How to calculate categorical distribution for them?
The term categorical distribution describes probabilities of observing $k$ exclusive events that for convenience are denoted as numbers $x \in \{1,...,k\}$. A probability mass function assigns probability to each of the events
$$ \Pr(x = i) = p_i $$
with a constraint that $\sum_{i=1}^k p_i = 1$. If you want to calculate the probabilities from data, then you are possibly interested in an empirical distribution. Calculating empirical probabilities is very simple. If the number of times that $x=i$ was observed in the dataset is denoted $n_i$, then
$$ \hat p_i = \frac{n_i}{\sum_{i=1}^k n_i} $$
Notice however that such an estimate would be obviously incorrect if you did not observe some value in your dataset, which is possible in general.
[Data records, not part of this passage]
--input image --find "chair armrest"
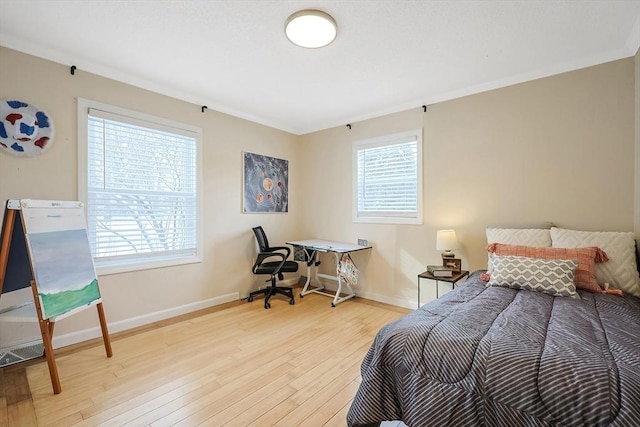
[269,246,291,259]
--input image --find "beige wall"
[635,49,640,241]
[0,48,302,346]
[302,58,638,304]
[0,48,640,342]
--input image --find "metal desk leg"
[300,251,324,298]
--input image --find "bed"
[347,226,640,427]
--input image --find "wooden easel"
[0,200,113,394]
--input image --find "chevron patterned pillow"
[487,255,580,298]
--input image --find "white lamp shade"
[285,10,337,49]
[436,230,458,251]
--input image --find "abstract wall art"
[242,152,289,213]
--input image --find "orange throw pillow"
[487,243,609,293]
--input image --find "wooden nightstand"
[418,270,469,308]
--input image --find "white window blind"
[354,131,422,223]
[85,104,199,265]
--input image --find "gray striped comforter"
[347,272,640,427]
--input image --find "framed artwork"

In such a case the estimate of probability from your data would be zero (i.e. impossibility). This is called the zero-frequency problem and a number of work-arounds for it are possible. The simplest correction is to add some value $\alpha$ to your counts
$$ \hat p_i = \frac{n_i + \alpha}{(\sum_i n_i) + k\alpha} $$
The common choice for $\alpha$ is $1$, i.e. applying uniform prior based on Laplace's rule of succession, $1/2$ for Krichevsky-Trofimov estimate, or $1/k$ for Schurmann-Grassberger (1996) estimator. Notice, however, that what you do here is apply out-of-data (prior) information in your model, so it gets a subjective, Bayesian flavor. With this approach you have to remember the assumptions you made and take them into consideration.
Such an approach is equivalent to Bayesian estimation using Dirichlet prior (as described in Wikipedia) with equal parameters $\alpha = (1,...,1)$. You can use a Bayesian approach even if there is no zero-frequency problem, but when you want to include some out-of-data information in your statistical model. In this case the maximum a posteriori estimate for $p_i$ is
$$ E(p_i) = \frac{n_i + \alpha_i }{\sum_i n_i + \alpha_i} $$
where the $\alpha_i$ can be interpreted as assumed a priori "pseudocounts" for each event. In this case, the probabilities $p_i$ follow a Dirichlet distribution
$$ p_i \sim \mathrm{Dir}(n_1+\alpha_1,...,n_k+\alpha_k) $$
Of course, if your out-of-data knowledge suggests using some informative, non-uniform, prior you can use different values for the $\alpha_i$.
Schurmann, T., and P. Grassberger. (1996). Entropy estimation of symbol sequences. Chaos, 6, 41-427.